OpenAI Previews GPT-5.6 Sol: A New Naming System, Subagent Ultra Mode, and a Government-Coordinated Limited Release

Article Overview

OpenAI just previewed its next generation of models, and there is a lot packed into this one announcement. Three new models arrive at once — Sol, Terra, and Luna — built on an entirely new naming structure that separates "generation" from "capability tier" for the first time. Sol sets a new state-of-the-art score on a major coding benchmark, while quietly matching a previous frontier cybersecurity model using roughly a third of the compute. There is a brand new "Ultra" mode that runs multiple AI subagents at once to tackle harder problems faster.

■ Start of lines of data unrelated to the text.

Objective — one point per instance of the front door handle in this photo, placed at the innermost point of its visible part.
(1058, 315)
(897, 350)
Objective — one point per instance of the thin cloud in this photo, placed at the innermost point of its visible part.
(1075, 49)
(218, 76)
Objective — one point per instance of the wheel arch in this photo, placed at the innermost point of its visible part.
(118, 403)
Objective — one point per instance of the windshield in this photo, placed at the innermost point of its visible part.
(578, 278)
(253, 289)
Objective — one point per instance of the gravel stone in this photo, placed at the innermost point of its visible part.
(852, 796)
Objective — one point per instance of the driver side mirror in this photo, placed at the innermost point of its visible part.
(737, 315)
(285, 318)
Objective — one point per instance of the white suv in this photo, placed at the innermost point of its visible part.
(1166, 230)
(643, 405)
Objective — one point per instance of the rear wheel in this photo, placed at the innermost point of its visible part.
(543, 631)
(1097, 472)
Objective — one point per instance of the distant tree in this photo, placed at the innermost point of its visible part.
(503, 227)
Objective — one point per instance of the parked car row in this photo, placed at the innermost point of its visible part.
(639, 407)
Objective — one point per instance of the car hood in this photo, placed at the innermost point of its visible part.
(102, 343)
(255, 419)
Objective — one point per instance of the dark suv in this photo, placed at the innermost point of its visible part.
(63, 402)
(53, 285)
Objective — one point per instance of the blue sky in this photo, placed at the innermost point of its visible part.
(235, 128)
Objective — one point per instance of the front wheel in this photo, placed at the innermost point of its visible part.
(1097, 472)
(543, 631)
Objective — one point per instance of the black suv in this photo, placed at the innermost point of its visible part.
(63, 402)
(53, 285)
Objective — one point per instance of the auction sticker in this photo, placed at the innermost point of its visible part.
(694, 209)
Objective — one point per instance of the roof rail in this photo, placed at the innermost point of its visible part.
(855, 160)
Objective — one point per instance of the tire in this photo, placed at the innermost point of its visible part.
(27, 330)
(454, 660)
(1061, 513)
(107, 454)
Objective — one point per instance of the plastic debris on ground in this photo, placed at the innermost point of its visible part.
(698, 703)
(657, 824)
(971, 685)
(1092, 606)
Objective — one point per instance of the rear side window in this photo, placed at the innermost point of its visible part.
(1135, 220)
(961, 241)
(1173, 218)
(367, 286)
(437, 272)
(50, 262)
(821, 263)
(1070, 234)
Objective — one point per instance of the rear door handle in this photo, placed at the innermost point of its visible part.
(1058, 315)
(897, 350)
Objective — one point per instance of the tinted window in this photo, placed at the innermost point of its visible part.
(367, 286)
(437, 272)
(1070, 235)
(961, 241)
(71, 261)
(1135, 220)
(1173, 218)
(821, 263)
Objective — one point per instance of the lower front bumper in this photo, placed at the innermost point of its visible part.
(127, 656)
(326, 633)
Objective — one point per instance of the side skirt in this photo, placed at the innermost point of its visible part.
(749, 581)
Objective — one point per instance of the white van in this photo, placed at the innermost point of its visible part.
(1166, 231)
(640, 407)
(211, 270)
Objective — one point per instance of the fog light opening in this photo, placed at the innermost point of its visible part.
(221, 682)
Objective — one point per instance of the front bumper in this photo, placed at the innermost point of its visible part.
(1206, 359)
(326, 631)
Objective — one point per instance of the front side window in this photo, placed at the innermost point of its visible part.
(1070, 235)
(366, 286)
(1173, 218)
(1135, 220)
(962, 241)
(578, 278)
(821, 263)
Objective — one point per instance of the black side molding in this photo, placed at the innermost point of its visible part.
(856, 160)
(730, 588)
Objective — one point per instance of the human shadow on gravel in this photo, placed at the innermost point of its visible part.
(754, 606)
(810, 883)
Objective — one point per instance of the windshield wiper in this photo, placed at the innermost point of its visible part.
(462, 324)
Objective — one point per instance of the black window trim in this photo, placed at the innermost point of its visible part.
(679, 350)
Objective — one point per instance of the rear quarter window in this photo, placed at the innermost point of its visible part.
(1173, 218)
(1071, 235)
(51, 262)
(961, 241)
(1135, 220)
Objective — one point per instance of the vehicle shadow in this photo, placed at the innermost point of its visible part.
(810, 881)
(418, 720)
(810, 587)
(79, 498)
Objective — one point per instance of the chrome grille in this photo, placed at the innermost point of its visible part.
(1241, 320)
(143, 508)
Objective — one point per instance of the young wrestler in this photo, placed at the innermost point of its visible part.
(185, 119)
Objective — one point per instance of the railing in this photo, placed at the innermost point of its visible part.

But the part of this announcement that will get the most attention is not a benchmark number. OpenAI is rolling out GPT-5.6 in a limited preview specifically because the US government asked them to, before expanding to everyone else in the coming weeks. OpenAI says this directly and clearly states it does not want this kind of government-coordinated access to become permanent.

This article breaks down everything in the announcement — what Sol, Terra, and Luna actually are, how they perform against GPT-5.5 and against Anthropic's Claude models, what the new four-layer safety system actually does, and why a 700,000-GPU-hour red-teaming effort is the largest of its kind OpenAI has disclosed.

Introduction

Most AI model previews follow a familiar script: a new model arrives, benchmark charts go up, pricing gets announced, and the rollout begins. GPT-5.6 Sol follows that script in parts — but it also breaks from it in a way that is genuinely unusual for the industry.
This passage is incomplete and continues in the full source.